Deborah McAdams is the Executive Editor of TV Technology.
Broadcasters! Want to protect your spectrum from the wireless takeover? Get rid of that pesky license upon which you've spent millions building out a digital TV infrastructure. Forget about those annoying federal regulations. Interference? Police yourselves. That's how it's going to be done for unlicensed devices in TV white spaces, so why not board that bus?
In an ironic twist of legislative tomfoolery, lawmakers passed a bill to parse out TV spectrum to wireless providers while protecting unused TV channels. The "Public Safety Spectrum and Wireless Innovation Act" authorizes the FCC to split auction proceeds with broadcasters who voluntarily relinquish spectrum to be used for wireless broadband. It also allows proceeds to be used "for the purpose of ensuring that unlicensed spectrum remains available in these frequency bands, nationwide, and in each local market."
The white-space codicil is courtesy of Sen. Maria Cantwell of Washington, a division of Microsoft. Microsoft, you will recall, successfully buffaloed lobbied the FCC to open TV white spaces for unlicensed devices, generously providing prototypes for testing that interfered with television stations as far away as Guam. The FCC threw broadcasters a bone by requiring that unlicensed devices ping a database of available spectrum before operating.

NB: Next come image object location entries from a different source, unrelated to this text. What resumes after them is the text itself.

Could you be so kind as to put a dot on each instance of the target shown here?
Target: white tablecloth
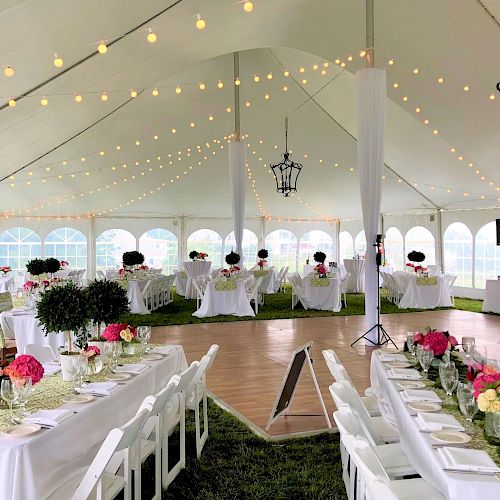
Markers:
(422, 296)
(32, 468)
(195, 269)
(326, 298)
(492, 296)
(417, 446)
(25, 329)
(233, 302)
(356, 267)
(6, 282)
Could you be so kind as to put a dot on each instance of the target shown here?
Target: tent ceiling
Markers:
(453, 39)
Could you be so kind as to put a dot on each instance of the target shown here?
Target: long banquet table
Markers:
(34, 467)
(418, 446)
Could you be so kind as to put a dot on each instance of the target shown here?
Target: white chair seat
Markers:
(394, 460)
(113, 486)
(415, 489)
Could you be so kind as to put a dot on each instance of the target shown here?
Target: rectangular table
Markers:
(32, 468)
(418, 446)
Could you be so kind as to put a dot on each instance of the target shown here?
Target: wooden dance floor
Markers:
(253, 357)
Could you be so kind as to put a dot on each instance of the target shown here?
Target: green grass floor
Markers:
(277, 306)
(237, 464)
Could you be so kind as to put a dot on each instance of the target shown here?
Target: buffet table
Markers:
(492, 296)
(34, 467)
(418, 446)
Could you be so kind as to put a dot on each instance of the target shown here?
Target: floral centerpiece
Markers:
(25, 365)
(5, 269)
(437, 342)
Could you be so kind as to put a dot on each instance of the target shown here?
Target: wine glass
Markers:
(22, 387)
(8, 394)
(468, 344)
(144, 334)
(425, 360)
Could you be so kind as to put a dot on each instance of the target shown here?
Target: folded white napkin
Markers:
(133, 368)
(164, 350)
(99, 388)
(467, 459)
(388, 356)
(437, 421)
(48, 418)
(411, 395)
(404, 374)
(50, 369)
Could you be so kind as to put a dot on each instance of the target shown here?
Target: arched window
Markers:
(420, 239)
(360, 243)
(394, 248)
(487, 255)
(346, 246)
(208, 241)
(160, 249)
(249, 244)
(457, 246)
(66, 243)
(282, 247)
(314, 241)
(110, 246)
(18, 246)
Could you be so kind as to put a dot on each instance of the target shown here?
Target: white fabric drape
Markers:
(371, 99)
(237, 162)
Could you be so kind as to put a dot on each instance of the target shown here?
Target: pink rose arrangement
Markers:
(25, 365)
(113, 332)
(437, 342)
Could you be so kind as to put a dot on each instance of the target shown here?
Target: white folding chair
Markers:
(95, 480)
(176, 415)
(381, 431)
(370, 469)
(196, 393)
(43, 353)
(253, 294)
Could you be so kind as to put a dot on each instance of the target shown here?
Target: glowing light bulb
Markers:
(248, 7)
(58, 62)
(200, 22)
(151, 36)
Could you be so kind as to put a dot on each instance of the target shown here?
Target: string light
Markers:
(151, 36)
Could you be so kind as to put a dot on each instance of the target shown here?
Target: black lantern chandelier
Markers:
(286, 172)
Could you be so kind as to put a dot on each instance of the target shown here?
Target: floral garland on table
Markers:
(437, 342)
(25, 365)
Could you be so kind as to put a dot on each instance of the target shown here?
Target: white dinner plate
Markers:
(21, 430)
(398, 364)
(450, 437)
(424, 406)
(119, 376)
(152, 357)
(409, 384)
(80, 398)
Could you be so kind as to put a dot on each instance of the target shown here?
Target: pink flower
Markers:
(25, 365)
(112, 332)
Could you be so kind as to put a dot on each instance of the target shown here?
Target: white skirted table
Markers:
(34, 467)
(225, 297)
(356, 267)
(22, 325)
(418, 446)
(423, 292)
(195, 269)
(322, 293)
(492, 296)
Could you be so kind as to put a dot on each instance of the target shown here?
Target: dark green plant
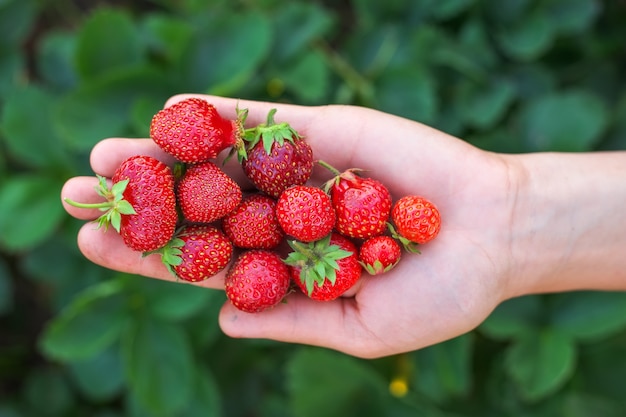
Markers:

Guess who figures they ought to manage such a database?
"Microsoft remains committed to complying with the commission's rules governing TV white spaces database administration and looks forward to enabling lawful access to unused TV band spectrum by white spaces devices while protecting all categories of licensed incumbent users from interference."
That's who, in an FCC filing refuting the claims of two esteemed broadcast engineers that it failed to coordinate with incumbents on an experimental license for white-space HDTV transmissions during the NAB Show in Las Vegas.
So there you have it. Pitch the license and transmit at will, because pirates will be protected by law. If they're big enough.